Matthew gospel chapter 12.

It’s been a terrible week for religion hasn’t it?! Here in the United Kingdom lots of us are hooked on a television dramatization of the Wolf Hall novels by Hilary Mantel about Tudor England when Thomas Cromwell was advising king Henry VIII. In those days we burnt alive those we called heretics: that is people who disagreed with us. Few people are more dangerous than those who think they know exactly what God wants and have the power to pursue their beliefs in God’s name. Of course ISIS is utterly unrepresentative of Islam today. Let’s be profoundly thankful for that.
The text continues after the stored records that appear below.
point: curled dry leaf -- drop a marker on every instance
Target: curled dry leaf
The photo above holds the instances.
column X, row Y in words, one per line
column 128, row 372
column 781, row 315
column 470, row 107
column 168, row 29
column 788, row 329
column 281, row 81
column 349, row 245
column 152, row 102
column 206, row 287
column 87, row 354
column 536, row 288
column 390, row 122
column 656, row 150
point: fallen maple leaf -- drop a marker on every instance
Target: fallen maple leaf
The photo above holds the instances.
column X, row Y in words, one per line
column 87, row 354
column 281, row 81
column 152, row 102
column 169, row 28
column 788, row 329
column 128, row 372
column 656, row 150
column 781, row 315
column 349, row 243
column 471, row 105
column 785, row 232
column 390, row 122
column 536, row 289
But they think they know what God wants and in God’s name they have burnt a man alive. In 16th century Tudor England religion and politics couldn’t be separated out. They burnt people alive because they were afraid of political upheaval if they allowed ‘heretical’ religious ideas to get a foothold. They could have taught ISIS a ghastly thing or two.

In chapter 12 of his gospel Matthew presents us with some stories about religious leaders who were sure they also knew what God wanted. Their certainty would lead rapidly to the crucifixion of Jesus of Nazareth.
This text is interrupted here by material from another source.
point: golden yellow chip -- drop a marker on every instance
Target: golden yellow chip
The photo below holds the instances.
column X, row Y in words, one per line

Look at verses 9 to 14 of chapter 12 – the story of a man with a withered hand. His condition was presumably seen as ‘just the way things are’. When Jesus appears in the synagogue the congregation gets nervous. Jesus already has a reputation for not accepting the way things are. What will he get up to here, today? What we are really nervous about, they must have been thinking, is the way he keeps breaking the rules that God has laid down.

In Mark’s version of this story Jesus asks the man to stand out. Jesus is asking him to take a personal risk, to take a step of faith, to use that part of his body that was not withered. So there they are, the two of them, Jesus and the man, standing there in full view of a crowd who are just waiting to see if Jesus will break the religious rules. They expect Jesus will and they are ready to pounce. They are so rule-bound they can’t see the love-in-action that knows when rules should be broken. They can’t deny the facts. People are being healed. But people who break the religious rules must be in the service of Satan mustn’t they? They can’t be one of us can they? Being rule bound can lead to cynicism and denial about love-in-action as we see in verses 22 to 30 of this chapter.
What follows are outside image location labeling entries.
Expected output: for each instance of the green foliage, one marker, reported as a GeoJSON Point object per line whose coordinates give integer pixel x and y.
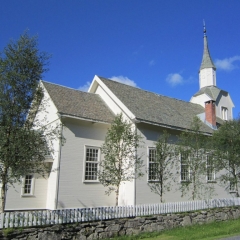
{"type": "Point", "coordinates": [121, 162]}
{"type": "Point", "coordinates": [23, 141]}
{"type": "Point", "coordinates": [193, 149]}
{"type": "Point", "coordinates": [161, 169]}
{"type": "Point", "coordinates": [209, 231]}
{"type": "Point", "coordinates": [227, 150]}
In his book, ‘The Crucified Is No Stranger’, Sebastian Moore says “We will murder to protect our mediocrity” – the mediocrity of keeping religious rules in the name of God, of accepting the way things are. Jesus is more concerned with the sheep that has fallen into a pit (verse 11). The needs of the sheep, or the man with the withered hand, overrule the religious demand to keep the Sabbath. Love overrules mediocrity; in this case the mediocrity of law-keeping. “It is lawful to do good on the Sabbath” (verse 12) Sebastian Moore suggests there is an innocent child within each of us and we are afraid of our vulnerability. If we gave the child in us any chance who knows what might happen? Everything might go to pot. Us adults need order and stability. We cannot allow the reign of love to have any part in our safely ordered society. So, out of fear of that vulnerable part of us, Sebastian Moore suggests we will sometimes murder and lie, even crucify, just as Jesus was crucified, to protect our defences and preserve our mediocrity.

A truly religious community (no matter what its rules and beliefs) will be one in which people are being healed (in the broadest sense of that word) in ways that challenge the accepted limits of what is reasonable and what is ‘natural’. Such healing will cause wonder and sometimes persecution.